As a phenomenon, suicide is ancient. As medical problem it is recent. The medicalization of homicide—both auto- and heterohomicide—is an aspect of the birth and growth of pharmacracy and the Therapeutic State. Medical historians William F. Bynum and Michael Neve observe: “By early Victorian times, suicide had been more or less completely medicalized.” What do these writers mean when they use the term “medicalization?” They mean that melanoma is a medical problem by nature, whereas masturbation is a medical problem by culture. One is a disease intrinsically, the other is a disease by imputation. That is why we do not talk about the medicalization of bodily diseases, such as infections and malignancies, but do talk about the medicalization of mental diseases, such as dangerousness and depression.

Understanding a person and coercing him are mutually antagonistic and incompatible functions and roles—and we all know this. I have long objected to the social expectation that the psychiatrist be both his patient’s ally and adversary, and the psychiatrist’s willingness to play both roles. The dilemmas and depravities of double agency are intrinsic to psychiatry and will not go away. Honest psychiatrists cannot help but confront it. Hapless patients are doomed to be injured by it.

That medicalization forms an integral part of the modern zeitgeist is obvious. Some 50 years ago I coined the term “Therapeutic State” and suggested that coercive psychiatric suicide prevention is one of its defining emblems. Opposing this revered ritual is a thankless task but a worthy goal.

“The time is out of joint—O cursed spite, / That ever I was born to set it right!,” soliloquizes Hamlet (act 1, scene 5, 188–190).
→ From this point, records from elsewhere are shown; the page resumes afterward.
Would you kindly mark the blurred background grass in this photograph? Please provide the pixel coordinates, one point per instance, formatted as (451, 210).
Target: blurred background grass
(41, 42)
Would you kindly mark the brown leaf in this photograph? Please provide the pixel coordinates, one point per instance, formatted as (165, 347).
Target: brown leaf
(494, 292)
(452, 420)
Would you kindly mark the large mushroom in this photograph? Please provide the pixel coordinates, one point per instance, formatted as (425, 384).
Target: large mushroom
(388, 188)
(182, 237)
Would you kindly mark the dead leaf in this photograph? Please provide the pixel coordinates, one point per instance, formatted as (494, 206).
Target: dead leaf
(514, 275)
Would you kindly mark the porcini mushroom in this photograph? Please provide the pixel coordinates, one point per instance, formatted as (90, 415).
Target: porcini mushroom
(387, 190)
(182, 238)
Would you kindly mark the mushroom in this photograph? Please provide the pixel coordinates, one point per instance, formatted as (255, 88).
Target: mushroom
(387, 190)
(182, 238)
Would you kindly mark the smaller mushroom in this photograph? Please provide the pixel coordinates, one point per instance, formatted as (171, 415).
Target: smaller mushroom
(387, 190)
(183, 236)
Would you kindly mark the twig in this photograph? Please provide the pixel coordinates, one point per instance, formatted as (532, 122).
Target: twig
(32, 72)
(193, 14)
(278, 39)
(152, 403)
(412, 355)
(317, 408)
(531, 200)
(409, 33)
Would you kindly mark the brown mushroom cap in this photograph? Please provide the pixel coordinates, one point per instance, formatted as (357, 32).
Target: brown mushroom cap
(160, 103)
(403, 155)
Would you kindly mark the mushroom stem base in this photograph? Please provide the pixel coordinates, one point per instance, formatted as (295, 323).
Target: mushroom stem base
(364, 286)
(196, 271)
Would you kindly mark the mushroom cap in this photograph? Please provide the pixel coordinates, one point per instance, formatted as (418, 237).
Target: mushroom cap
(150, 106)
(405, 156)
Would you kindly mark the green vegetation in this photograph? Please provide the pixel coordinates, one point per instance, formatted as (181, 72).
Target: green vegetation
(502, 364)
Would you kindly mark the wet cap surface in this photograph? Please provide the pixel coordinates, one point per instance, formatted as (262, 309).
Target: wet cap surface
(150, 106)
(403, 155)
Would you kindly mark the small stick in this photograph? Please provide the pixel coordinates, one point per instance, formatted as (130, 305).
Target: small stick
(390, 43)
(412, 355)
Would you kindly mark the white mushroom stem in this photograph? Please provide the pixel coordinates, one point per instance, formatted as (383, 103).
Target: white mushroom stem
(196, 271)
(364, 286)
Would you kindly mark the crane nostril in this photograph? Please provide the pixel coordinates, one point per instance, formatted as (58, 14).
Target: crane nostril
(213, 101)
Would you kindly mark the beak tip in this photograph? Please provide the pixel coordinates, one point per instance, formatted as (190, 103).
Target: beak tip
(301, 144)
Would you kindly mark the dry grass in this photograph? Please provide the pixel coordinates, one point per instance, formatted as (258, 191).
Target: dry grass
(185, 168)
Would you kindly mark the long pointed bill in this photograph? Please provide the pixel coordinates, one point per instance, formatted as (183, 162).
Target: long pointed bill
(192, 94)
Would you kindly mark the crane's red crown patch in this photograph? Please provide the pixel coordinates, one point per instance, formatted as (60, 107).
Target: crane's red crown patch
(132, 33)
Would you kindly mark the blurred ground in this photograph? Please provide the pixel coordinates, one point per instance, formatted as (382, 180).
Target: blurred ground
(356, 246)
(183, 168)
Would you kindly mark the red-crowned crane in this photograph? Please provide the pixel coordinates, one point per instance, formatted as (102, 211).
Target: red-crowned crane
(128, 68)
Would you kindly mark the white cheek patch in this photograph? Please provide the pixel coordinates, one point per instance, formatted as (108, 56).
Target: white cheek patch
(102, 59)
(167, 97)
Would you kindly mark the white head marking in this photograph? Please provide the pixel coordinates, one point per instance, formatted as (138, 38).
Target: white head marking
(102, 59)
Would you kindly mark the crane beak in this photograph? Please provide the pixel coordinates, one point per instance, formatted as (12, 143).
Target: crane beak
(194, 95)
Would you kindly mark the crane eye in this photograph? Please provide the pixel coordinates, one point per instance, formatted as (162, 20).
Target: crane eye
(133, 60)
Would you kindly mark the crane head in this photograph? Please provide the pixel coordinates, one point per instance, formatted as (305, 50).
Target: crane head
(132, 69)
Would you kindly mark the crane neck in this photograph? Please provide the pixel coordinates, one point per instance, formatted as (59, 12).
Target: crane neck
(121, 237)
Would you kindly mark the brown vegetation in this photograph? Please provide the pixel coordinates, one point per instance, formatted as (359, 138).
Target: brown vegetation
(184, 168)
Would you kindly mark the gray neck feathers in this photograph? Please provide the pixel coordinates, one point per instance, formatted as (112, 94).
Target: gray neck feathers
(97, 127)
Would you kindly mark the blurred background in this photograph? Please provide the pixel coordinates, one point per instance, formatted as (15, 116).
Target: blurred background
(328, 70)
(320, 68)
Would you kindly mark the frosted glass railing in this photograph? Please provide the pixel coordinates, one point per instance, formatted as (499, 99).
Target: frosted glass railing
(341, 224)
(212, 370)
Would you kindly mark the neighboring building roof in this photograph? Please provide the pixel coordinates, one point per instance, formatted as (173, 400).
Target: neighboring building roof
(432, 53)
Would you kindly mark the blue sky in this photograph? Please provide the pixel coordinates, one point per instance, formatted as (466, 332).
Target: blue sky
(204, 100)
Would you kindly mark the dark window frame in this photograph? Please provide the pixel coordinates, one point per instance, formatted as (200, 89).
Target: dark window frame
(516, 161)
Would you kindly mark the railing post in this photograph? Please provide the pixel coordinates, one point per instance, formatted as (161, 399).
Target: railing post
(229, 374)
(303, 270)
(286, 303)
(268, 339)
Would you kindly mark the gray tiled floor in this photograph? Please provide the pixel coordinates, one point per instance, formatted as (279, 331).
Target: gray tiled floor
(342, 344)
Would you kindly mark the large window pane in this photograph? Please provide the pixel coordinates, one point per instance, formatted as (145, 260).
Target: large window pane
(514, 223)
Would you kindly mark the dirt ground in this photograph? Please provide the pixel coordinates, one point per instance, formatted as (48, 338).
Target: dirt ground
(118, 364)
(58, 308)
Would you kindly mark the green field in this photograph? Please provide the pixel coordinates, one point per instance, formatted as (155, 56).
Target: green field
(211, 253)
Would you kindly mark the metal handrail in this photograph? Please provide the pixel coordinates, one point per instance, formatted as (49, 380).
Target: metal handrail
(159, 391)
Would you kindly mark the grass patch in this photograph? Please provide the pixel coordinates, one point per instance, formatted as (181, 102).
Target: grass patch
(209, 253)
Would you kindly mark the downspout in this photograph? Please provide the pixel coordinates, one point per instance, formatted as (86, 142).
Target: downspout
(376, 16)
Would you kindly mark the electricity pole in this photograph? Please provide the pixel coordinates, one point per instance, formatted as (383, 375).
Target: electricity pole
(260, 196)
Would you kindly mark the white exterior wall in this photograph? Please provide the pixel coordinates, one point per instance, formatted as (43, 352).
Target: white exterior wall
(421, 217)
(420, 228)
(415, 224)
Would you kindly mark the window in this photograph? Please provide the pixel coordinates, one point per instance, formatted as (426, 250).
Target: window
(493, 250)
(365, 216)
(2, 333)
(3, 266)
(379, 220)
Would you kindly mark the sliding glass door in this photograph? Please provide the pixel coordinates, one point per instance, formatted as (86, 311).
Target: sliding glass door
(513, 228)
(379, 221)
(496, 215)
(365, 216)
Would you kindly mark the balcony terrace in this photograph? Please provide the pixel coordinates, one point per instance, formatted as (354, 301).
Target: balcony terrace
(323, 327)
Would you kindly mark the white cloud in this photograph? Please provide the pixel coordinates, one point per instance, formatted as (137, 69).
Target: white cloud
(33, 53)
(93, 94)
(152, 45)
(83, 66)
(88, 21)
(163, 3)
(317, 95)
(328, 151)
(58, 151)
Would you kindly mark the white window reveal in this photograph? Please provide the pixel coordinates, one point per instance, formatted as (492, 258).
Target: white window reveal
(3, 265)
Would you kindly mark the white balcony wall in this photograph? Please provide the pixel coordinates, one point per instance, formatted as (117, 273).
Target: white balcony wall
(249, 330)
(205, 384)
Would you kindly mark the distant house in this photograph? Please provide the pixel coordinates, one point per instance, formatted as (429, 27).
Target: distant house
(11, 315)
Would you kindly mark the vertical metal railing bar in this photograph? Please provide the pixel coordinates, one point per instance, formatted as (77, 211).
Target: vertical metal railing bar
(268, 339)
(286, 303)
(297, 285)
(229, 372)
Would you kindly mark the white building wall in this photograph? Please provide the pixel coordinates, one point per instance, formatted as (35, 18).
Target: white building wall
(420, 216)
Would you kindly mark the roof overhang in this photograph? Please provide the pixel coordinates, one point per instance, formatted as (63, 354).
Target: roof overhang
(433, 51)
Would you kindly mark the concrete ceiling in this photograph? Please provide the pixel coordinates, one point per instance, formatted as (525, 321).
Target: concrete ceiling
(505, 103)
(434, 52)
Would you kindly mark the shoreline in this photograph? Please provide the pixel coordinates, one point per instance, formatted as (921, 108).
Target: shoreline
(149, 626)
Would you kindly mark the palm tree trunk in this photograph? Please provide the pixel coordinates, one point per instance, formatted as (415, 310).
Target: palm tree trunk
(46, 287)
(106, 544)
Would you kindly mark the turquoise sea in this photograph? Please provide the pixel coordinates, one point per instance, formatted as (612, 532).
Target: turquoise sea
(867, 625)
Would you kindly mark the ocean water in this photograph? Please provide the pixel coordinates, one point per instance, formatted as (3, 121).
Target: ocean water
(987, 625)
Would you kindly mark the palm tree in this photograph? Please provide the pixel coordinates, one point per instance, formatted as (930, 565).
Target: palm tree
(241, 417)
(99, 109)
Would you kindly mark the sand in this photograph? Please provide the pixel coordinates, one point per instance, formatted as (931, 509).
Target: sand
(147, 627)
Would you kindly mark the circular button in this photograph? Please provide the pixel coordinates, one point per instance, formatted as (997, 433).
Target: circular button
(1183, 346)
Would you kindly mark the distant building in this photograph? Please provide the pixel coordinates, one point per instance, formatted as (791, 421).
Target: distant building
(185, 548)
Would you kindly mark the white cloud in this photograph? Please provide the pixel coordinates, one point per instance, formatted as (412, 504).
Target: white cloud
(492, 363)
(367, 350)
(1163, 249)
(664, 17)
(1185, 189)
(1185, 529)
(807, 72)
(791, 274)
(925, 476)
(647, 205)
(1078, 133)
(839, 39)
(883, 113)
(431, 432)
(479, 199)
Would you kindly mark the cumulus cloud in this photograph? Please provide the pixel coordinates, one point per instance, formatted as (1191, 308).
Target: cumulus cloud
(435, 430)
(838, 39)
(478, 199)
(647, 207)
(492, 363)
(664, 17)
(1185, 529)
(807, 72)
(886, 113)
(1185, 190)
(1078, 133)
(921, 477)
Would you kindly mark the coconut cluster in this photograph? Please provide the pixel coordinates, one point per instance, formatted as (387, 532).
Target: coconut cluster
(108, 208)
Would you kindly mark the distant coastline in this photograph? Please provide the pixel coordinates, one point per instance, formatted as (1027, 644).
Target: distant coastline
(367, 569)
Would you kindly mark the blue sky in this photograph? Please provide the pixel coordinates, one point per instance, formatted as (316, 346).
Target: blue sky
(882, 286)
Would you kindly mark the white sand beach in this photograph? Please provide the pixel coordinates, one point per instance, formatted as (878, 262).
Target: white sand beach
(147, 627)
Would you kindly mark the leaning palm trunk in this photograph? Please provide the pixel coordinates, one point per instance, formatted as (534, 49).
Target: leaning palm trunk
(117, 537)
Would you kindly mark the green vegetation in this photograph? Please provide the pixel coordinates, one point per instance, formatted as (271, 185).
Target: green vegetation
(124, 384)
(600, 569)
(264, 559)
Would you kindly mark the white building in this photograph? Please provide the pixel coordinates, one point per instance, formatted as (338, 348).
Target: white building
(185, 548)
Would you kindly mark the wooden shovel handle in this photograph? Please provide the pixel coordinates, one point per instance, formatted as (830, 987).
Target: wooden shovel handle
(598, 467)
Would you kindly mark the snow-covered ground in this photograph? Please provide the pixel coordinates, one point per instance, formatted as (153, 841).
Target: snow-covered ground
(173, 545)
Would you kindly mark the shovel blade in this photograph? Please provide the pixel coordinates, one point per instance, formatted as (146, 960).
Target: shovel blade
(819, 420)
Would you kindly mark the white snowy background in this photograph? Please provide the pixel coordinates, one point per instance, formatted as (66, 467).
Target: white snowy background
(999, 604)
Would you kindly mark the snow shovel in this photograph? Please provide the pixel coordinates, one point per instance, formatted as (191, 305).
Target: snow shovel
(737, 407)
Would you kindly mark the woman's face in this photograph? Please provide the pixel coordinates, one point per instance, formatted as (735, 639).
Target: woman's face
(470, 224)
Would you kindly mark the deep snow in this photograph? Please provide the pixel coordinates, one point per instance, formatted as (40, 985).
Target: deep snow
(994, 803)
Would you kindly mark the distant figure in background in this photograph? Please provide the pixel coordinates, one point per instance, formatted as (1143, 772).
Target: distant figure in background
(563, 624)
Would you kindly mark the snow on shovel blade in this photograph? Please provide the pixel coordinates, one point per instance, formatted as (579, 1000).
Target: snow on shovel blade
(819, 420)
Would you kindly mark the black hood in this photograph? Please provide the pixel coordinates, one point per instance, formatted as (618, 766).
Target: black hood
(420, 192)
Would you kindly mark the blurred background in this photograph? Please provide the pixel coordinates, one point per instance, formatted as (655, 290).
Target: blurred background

For the lover of liberty and responsibility, the time always seems out of joint. Setting it right will always be a thankless task.

If suicide be deemed a problem, it is a moral and political problem, not a disease in need of diagnosis, prevention, punishment, or treatment. Managing suicide as if it were a medical problem will succeed only in debasing medicine and corrupting the law. Pretending to be the pride of medicine, psychiatry is its shame.